Without appropriated funds, any departments or agencies deemed "non-essential" are put on hold under a government shutdown. This means that many federal workers, including those within the Food and Drug Administration and National Park Service, are furloughed, or put on temporary leave without pay. The remaining employees, who work in departments or agencies considered "essential," are forced to work without pay until appropriations are made by Congress and the President. Once the government is open again, they will receive their missed checks in back pay.

Put simply, the 800,000 Americans who work for departments affected by the shutdown have been without a paycheck for almost an entire month now.

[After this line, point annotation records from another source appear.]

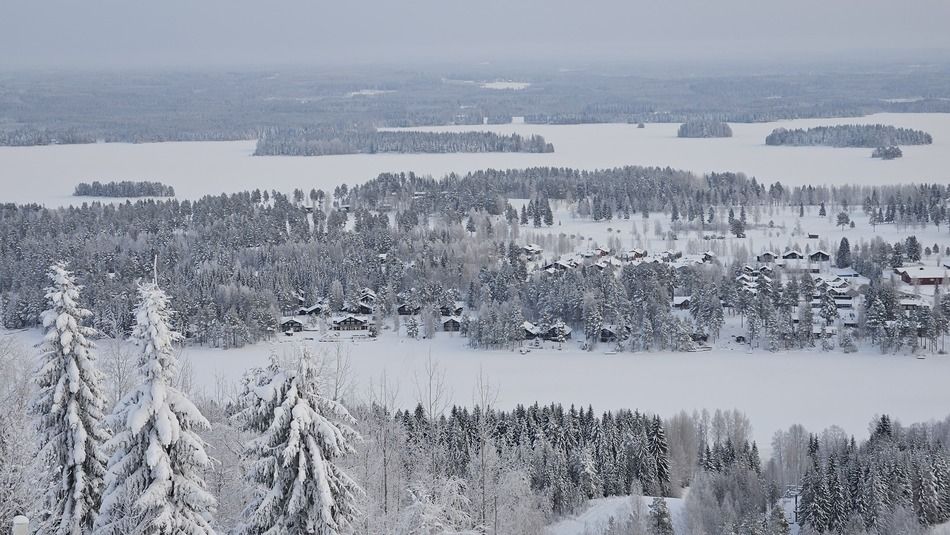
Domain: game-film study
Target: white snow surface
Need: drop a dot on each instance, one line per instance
(48, 174)
(502, 85)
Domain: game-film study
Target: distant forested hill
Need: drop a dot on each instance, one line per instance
(704, 128)
(325, 141)
(849, 135)
(126, 188)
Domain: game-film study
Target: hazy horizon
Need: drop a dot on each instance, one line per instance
(231, 33)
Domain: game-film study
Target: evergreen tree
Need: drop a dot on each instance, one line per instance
(301, 489)
(843, 258)
(660, 451)
(659, 520)
(69, 413)
(154, 482)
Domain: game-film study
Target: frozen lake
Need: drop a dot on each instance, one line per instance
(775, 390)
(49, 174)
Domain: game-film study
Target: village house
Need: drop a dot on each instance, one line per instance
(312, 310)
(349, 323)
(922, 275)
(531, 331)
(406, 309)
(819, 256)
(767, 257)
(451, 324)
(454, 309)
(291, 325)
(557, 332)
(608, 333)
(633, 254)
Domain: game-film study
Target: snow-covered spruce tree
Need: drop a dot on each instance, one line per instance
(154, 483)
(301, 489)
(69, 408)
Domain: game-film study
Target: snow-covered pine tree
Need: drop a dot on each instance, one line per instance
(69, 409)
(154, 482)
(659, 521)
(301, 489)
(660, 450)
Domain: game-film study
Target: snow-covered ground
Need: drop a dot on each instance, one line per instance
(517, 86)
(49, 174)
(789, 230)
(813, 388)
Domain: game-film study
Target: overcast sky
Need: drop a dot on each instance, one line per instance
(168, 33)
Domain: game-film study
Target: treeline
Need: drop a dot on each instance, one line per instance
(188, 106)
(26, 137)
(125, 188)
(849, 135)
(234, 263)
(894, 482)
(704, 128)
(326, 141)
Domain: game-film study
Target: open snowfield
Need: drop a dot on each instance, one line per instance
(846, 390)
(48, 174)
(790, 231)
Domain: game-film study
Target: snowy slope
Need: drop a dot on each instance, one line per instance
(49, 174)
(846, 390)
(599, 512)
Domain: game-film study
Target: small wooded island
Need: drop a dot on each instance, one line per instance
(323, 141)
(887, 153)
(704, 128)
(125, 188)
(849, 135)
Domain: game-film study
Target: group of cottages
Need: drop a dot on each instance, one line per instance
(352, 316)
(603, 259)
(844, 284)
(795, 260)
(556, 332)
(358, 315)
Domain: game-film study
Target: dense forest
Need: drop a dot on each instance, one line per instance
(125, 188)
(368, 140)
(434, 468)
(850, 135)
(235, 263)
(704, 128)
(227, 105)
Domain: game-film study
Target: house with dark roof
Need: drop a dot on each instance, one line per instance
(289, 325)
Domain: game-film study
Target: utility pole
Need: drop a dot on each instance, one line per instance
(21, 525)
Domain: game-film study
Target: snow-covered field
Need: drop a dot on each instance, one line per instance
(775, 390)
(49, 174)
(517, 86)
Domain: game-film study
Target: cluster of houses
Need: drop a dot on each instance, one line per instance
(603, 259)
(793, 259)
(358, 315)
(923, 275)
(557, 331)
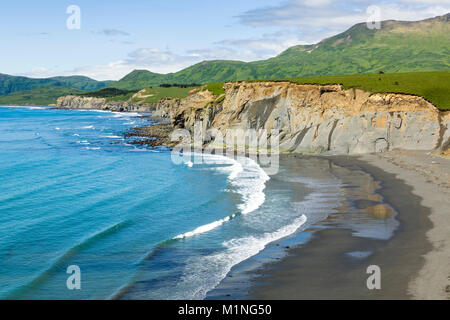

In past weeks, several of these workers have taken to Washington to protest the shutdown and have appeared on television to voice their frustrations. Forced to deplete their savings to make ends meet, they worry about how they'll make their next mortgage payment and keep their families fed. Paying for daycare services for infants, or college tuition for young adults, has become almost impossible for some.

And government employees aren't the only Americans affected by the shutdown. Though social security checks are sent out and Medicare is paid for, the issuance of insurance cards could cease, meaning that those newly eligible for Medicare could be turned away. Hundreds of sites with hazardous waste or polluted drinking water will go uninspected by the EPA. The Supplemental Nutrition Assistance Program, or food stamps, responsible for feeding thousands of impoverished families, cannot last another two months without funding.

Perhaps the scariest effect of the shutdown is its impact on the Transportation Security Administration (TSA), responsible for screening passengers at airports. Since the shutdown began, airports across the country have dealt with a shortage of staff, causing long lines and massive travel delays. George Bush Intercontinental Airport in Texas and Miami International Airport in Florida have both been forced to close entire terminals in response to a staffing shortage. On January 14, TSA spokesman Michael Biello tweeted that TSA "experienced a national rate of 7.6 percent unscheduled absences compared to a 3.2 percent rate one year ago, Monday, January 15, 2018." Although the agency claims that security has not been compromised during the shutdown, the lack of workers leaves many travellers skeptical.

As President Trump continues to exploit the "crisis" at the border (see the televised address) and top Democrats defend the merits of legal immigration, it is unclear just how long the shutdown will continue. In the House, Democrats have passed spending bills supporting the immediate re-opening of affected federal departments, but such bills have not yet been brought to the Republican-controlled Senate. There have been no meetings scheduled between the White House and congressional staff, and Trump has abandoned his idea of declaring a national emergency. It seems the only thing left to do is wait.